Calothamnus blepharospermus

Scientific classification
- Kingdom: Plantae
- Clade: Tracheophytes
- Clade: Angiosperms
- Clade: Eudicots
- Clade: Rosids
- Order: Myrtales
- Family: Myrtaceae
- Genus: Calothamnus
- Species: C. blepharospermus
- Binomial name: Calothamnus blepharospermus F.Muell.
- Synonyms: Calothamnus blepharosperma F.Muell. orth. var.; Calothamnus blepharospermus F.Muell. var. blepharospermus; Melaleuca blepharosperma (F.Muell.) Craven & R.D.Edwards;

= Calothamnus blepharospermus =

- Genus: Calothamnus
- Species: blepharospermus
- Authority: F.Muell.
- Synonyms: Calothamnus blepharosperma F.Muell. orth. var., Calothamnus blepharospermus F.Muell. var. blepharospermus, Melaleuca blepharosperma (F.Muell.) Craven & R.D.Edwards

Species of flowering plant

Calothamnus blepharospermus is a plant in the myrtle family, Myrtaceae and is endemic to the west coast of Western Australia. It is an upright, spreading, bushy shrub with red flowers in summer. It grows in sandy soil in scrubby country called kwongan. (In 2014 Craven, Edwards and Cowley proposed that the species be renamed Melaleuca blepharosperma.)

==Description==
Calothamnus blepharospermus is a shrub growing to a height of 2-3 m with leaves 38-76 mm in length and 5-7 mm wide, very narrow egg-shaped with the narrow end towards the base, the other end tapering to a sharp point.

The flowers are red with the stamens arranged in five bundles, each 30-40 mm long, the outer surface of the petals, the flower stalk and the hypanthium all densely hairy. Flowering occurs in January to February or in July and is followed by fruits which are woody capsules about 25 mm long.

==Taxonomy and naming==
Calothamnus blepharospermus was first formally described in 1862 by Ferdinand von Mueller from a specimen found "in desert near the Murchison River by Oldfield". The specific epithet blepharospermus is derived from the Greek words blepharon meaning "eyelid" and sperma, spermatos meaning "seed".
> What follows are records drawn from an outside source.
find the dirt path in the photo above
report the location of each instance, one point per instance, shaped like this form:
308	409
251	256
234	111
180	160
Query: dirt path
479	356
==Distribution and habitat==
Calothamnus blepharospermus occurs in the Geraldton Sandplains, Yalgoo biogeographic regions where it grows in sand or sandy clay on plains and sand dunes.

==Conservation status==
Calothamnus blepharospermus is classified as "not threatened" by the Western Australian Government Department of Parks and Wildlife.